Feature: Allow a user to disable the pixel limit for OCR entirely (#5996)

2026-02-05 23:32:46 -06:00 · 2024-03-04 14:37:36 -08:00
parent 269ab4e987
commit 23398f5ed1
5 changed files with 40 additions and 15 deletions
--- a/src/paperless/migrations/0003_alter_applicationconfiguration_max_image_pixels.py
+++ b/src/paperless/migrations/0003_alter_applicationconfiguration_max_image_pixels.py
@@ -0,0 +1,24 @@
+# Generated by Django 4.2.10 on 2024-03-04 17:30
+
+import django.core.validators
+from django.db import migrations
+from django.db import models
+
+
+class Migration(migrations.Migration):
+
+    dependencies = [
+        ("paperless", "0002_applicationconfiguration_app_logo_and_more"),
+    ]
+
+    operations = [
+        migrations.AlterField(
+            model_name="applicationconfiguration",
+            name="max_image_pixels",
+            field=models.FloatField(
+                null=True,
+                validators=[django.core.validators.MinValueValidator(0.0)],
+                verbose_name="Sets the maximum image size for decompression",
+            ),
+        ),
+    ]
--- a/src/paperless/models.py
+++ b/src/paperless/models.py
@@ -151,7 +151,7 @@ class ApplicationConfiguration(AbstractSingletonModel):
    max_image_pixels = models.FloatField(
        verbose_name=_("Sets the maximum image size for decompression"),
        null=True,
-        validators=[MinValueValidator(1_000_000.0)],
+        validators=[MinValueValidator(0.0)],
    )

    color_conversion_strategy = models.CharField(
--- a/src/paperless_tesseract/parsers.py
+++ b/src/paperless_tesseract/parsers.py
@@ -293,20 +293,19 @@ class RasterisedDocumentParser(DocumentParser):
                    f"they will not be used.
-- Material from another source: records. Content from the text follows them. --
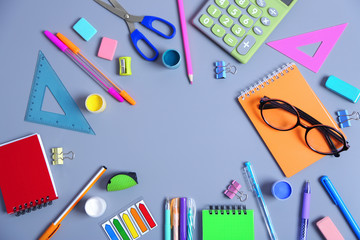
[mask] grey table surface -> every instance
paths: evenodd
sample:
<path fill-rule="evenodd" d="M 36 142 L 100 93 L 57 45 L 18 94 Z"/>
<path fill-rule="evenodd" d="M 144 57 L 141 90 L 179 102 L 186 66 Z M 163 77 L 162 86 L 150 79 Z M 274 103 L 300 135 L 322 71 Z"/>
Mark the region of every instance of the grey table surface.
<path fill-rule="evenodd" d="M 59 199 L 52 207 L 15 217 L 6 214 L 4 201 L 0 198 L 1 240 L 38 238 L 101 165 L 108 168 L 107 172 L 65 218 L 53 236 L 54 240 L 105 239 L 99 225 L 101 221 L 139 197 L 146 201 L 158 223 L 157 228 L 141 239 L 163 239 L 164 199 L 180 196 L 196 200 L 195 239 L 201 239 L 201 210 L 210 204 L 237 203 L 227 199 L 222 192 L 232 179 L 245 185 L 241 168 L 246 161 L 254 165 L 279 239 L 298 237 L 306 179 L 312 187 L 309 239 L 322 238 L 315 222 L 324 216 L 331 217 L 345 239 L 355 239 L 341 212 L 320 184 L 319 177 L 326 174 L 331 178 L 355 220 L 360 221 L 357 179 L 360 123 L 353 122 L 351 128 L 344 129 L 351 145 L 349 151 L 342 153 L 340 158 L 324 157 L 287 179 L 293 186 L 291 198 L 276 200 L 271 196 L 271 185 L 284 175 L 236 97 L 242 89 L 291 60 L 263 45 L 249 63 L 239 64 L 190 24 L 205 1 L 184 2 L 189 21 L 193 85 L 188 83 L 184 61 L 178 69 L 169 70 L 162 66 L 160 58 L 152 63 L 143 60 L 129 41 L 125 23 L 91 0 L 0 2 L 0 142 L 36 132 L 43 139 L 49 159 L 51 147 L 62 146 L 76 153 L 75 160 L 66 161 L 63 166 L 51 166 L 59 193 Z M 121 3 L 135 15 L 159 16 L 174 23 L 178 32 L 171 40 L 142 31 L 160 53 L 172 48 L 183 55 L 175 0 L 124 0 Z M 299 0 L 266 41 L 349 23 L 318 73 L 297 64 L 333 117 L 340 109 L 359 111 L 358 104 L 324 87 L 324 79 L 332 74 L 360 87 L 359 9 L 357 0 Z M 82 40 L 72 29 L 80 17 L 86 18 L 98 30 L 89 42 Z M 130 106 L 109 97 L 46 39 L 44 30 L 61 32 L 72 39 L 86 56 L 126 89 L 137 104 Z M 96 56 L 102 37 L 118 41 L 113 61 Z M 96 132 L 95 136 L 24 121 L 39 50 L 80 106 Z M 116 59 L 120 56 L 132 57 L 132 76 L 117 74 Z M 215 79 L 213 64 L 217 60 L 234 64 L 238 73 L 228 75 L 225 80 Z M 87 112 L 84 107 L 86 96 L 94 92 L 104 95 L 108 103 L 105 112 L 97 115 Z M 55 101 L 49 97 L 45 100 L 44 108 L 55 111 Z M 107 180 L 124 171 L 136 172 L 139 184 L 124 191 L 106 192 Z M 247 208 L 255 210 L 255 238 L 268 239 L 256 199 L 244 189 L 249 194 Z M 107 210 L 100 218 L 90 218 L 84 212 L 84 202 L 91 196 L 100 196 L 107 202 Z"/>

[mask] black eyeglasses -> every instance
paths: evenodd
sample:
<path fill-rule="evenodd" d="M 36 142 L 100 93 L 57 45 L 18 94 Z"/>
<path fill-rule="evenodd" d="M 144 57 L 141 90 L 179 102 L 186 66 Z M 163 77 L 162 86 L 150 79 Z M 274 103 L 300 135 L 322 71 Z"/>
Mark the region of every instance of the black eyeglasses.
<path fill-rule="evenodd" d="M 276 130 L 289 131 L 297 126 L 305 128 L 305 142 L 314 152 L 339 157 L 340 152 L 350 147 L 340 131 L 321 124 L 301 109 L 283 100 L 263 97 L 259 108 L 264 122 Z M 300 118 L 312 126 L 306 126 Z"/>

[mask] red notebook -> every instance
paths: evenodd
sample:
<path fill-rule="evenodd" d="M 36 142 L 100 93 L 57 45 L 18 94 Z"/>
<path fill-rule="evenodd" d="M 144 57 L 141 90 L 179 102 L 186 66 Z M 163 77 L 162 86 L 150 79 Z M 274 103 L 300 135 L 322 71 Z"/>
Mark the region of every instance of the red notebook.
<path fill-rule="evenodd" d="M 58 198 L 40 135 L 0 145 L 0 189 L 8 214 L 24 214 Z"/>

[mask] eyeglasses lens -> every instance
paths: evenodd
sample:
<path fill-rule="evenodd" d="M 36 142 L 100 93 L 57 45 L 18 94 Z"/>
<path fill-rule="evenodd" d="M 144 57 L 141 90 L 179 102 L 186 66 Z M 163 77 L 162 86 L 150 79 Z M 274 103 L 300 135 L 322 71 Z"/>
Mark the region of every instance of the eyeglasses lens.
<path fill-rule="evenodd" d="M 325 126 L 310 129 L 306 135 L 306 141 L 312 149 L 323 154 L 331 154 L 334 149 L 340 151 L 344 147 L 342 136 Z"/>
<path fill-rule="evenodd" d="M 268 125 L 279 130 L 289 130 L 298 121 L 294 108 L 283 101 L 266 102 L 262 107 L 262 115 Z"/>

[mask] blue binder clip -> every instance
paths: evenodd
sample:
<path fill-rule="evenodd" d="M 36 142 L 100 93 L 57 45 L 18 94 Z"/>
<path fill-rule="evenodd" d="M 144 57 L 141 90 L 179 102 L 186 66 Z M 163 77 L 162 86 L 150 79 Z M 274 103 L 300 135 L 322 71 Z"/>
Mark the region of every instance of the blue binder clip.
<path fill-rule="evenodd" d="M 225 61 L 217 61 L 215 66 L 216 79 L 225 79 L 226 73 L 235 74 L 237 72 L 235 66 L 230 66 L 230 63 L 226 64 Z"/>
<path fill-rule="evenodd" d="M 341 128 L 351 127 L 350 120 L 360 120 L 360 113 L 355 111 L 349 114 L 347 110 L 340 110 L 336 112 L 336 115 Z"/>

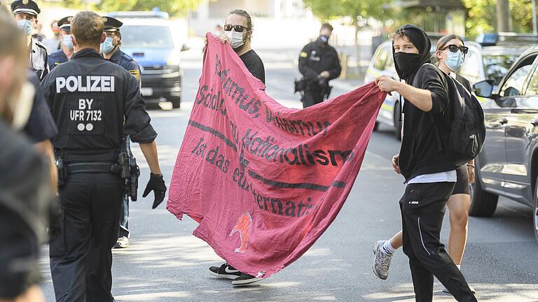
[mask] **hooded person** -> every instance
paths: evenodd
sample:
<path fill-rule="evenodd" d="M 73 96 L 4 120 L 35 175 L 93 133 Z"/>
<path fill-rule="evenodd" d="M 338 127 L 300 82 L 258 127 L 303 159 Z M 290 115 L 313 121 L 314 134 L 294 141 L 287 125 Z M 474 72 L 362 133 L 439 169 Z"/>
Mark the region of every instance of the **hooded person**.
<path fill-rule="evenodd" d="M 446 76 L 427 64 L 431 45 L 422 29 L 404 25 L 392 35 L 392 53 L 396 72 L 406 82 L 386 76 L 375 80 L 381 91 L 397 92 L 405 100 L 401 146 L 392 159 L 394 171 L 407 184 L 399 202 L 404 252 L 409 257 L 417 301 L 432 301 L 434 276 L 458 301 L 476 301 L 439 242 L 456 171 L 450 155 L 439 148 L 439 133 L 450 131 L 450 100 Z"/>

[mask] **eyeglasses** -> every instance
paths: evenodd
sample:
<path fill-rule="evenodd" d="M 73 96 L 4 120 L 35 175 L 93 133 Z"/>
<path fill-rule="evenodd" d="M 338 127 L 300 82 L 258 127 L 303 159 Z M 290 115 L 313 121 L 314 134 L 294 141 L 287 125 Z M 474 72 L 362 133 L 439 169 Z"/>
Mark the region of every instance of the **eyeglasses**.
<path fill-rule="evenodd" d="M 469 52 L 469 48 L 465 46 L 457 46 L 453 44 L 450 44 L 444 48 L 443 48 L 441 50 L 444 50 L 448 48 L 448 50 L 450 50 L 452 52 L 457 52 L 458 50 L 461 51 L 462 54 L 467 55 Z"/>
<path fill-rule="evenodd" d="M 233 29 L 235 31 L 237 32 L 243 32 L 244 30 L 249 29 L 242 26 L 242 25 L 232 25 L 232 24 L 224 24 L 224 30 L 226 31 L 230 31 Z"/>

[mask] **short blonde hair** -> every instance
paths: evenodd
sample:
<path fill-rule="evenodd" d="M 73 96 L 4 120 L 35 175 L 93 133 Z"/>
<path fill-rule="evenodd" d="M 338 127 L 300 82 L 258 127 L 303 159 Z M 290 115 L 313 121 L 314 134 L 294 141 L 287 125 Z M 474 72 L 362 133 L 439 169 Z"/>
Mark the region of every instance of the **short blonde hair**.
<path fill-rule="evenodd" d="M 104 28 L 103 18 L 94 12 L 78 13 L 71 20 L 71 31 L 78 45 L 99 44 Z"/>

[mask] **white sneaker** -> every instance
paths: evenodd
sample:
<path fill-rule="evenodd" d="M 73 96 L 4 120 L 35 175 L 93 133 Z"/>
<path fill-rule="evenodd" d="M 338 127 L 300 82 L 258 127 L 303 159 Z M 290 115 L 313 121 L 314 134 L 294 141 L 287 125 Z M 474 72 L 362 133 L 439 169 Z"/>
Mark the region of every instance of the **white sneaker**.
<path fill-rule="evenodd" d="M 386 254 L 382 250 L 385 240 L 379 240 L 373 244 L 373 264 L 372 268 L 373 273 L 382 280 L 387 279 L 389 276 L 389 268 L 390 268 L 390 261 L 392 259 L 392 254 Z"/>
<path fill-rule="evenodd" d="M 129 246 L 129 238 L 125 236 L 122 236 L 118 238 L 118 241 L 116 242 L 114 248 L 127 248 Z"/>

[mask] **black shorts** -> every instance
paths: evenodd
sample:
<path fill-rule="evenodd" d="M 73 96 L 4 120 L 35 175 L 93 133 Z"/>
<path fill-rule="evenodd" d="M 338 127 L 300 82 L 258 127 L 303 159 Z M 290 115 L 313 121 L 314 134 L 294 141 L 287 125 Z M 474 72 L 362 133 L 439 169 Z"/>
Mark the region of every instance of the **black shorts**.
<path fill-rule="evenodd" d="M 467 165 L 460 166 L 456 168 L 456 184 L 452 194 L 464 194 L 471 195 L 469 189 L 469 171 Z"/>

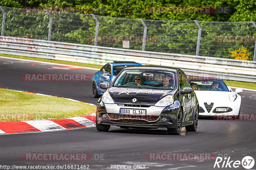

Error: {e}",
                )

-        if self.settings.max_image_pixel is not None:
+        if (
+            self.settings.max_image_pixel is not None
+            and self.settings.max_image_pixel >= 0
+        ):
            # Convert pixels to mega-pixels and provide to ocrmypdf
            max_pixels_mpixels = self.settings.max_image_pixel / 1_000_000.0
-            if max_pixels_mpixels > 0:
-                self.log.debug(
-                    f"Calculated {max_pixels_mpixels} megapixels for OCR",
-                )
-
-                ocrmypdf_args["max_image_mpixels"] = max_pixels_mpixels
-            else:
-                self.log.warning(
-                    "There is an issue with PAPERLESS_OCR_MAX_IMAGE_PIXELS, "
-                    "this value must be at least 1 megapixel if set",
-                )
+            msg = (
+                "OCR pixel limit is disabled!"
+                if max_pixels_mpixels == 0
+                else f"Calculated {max_pixels_mpixels} megapixels for OCR"
+            )
+            self.log.debug(msg)
+            ocrmypdf_args["max_image_mpixels"] = max_pixels_mpixels

        return ocrmypdf_args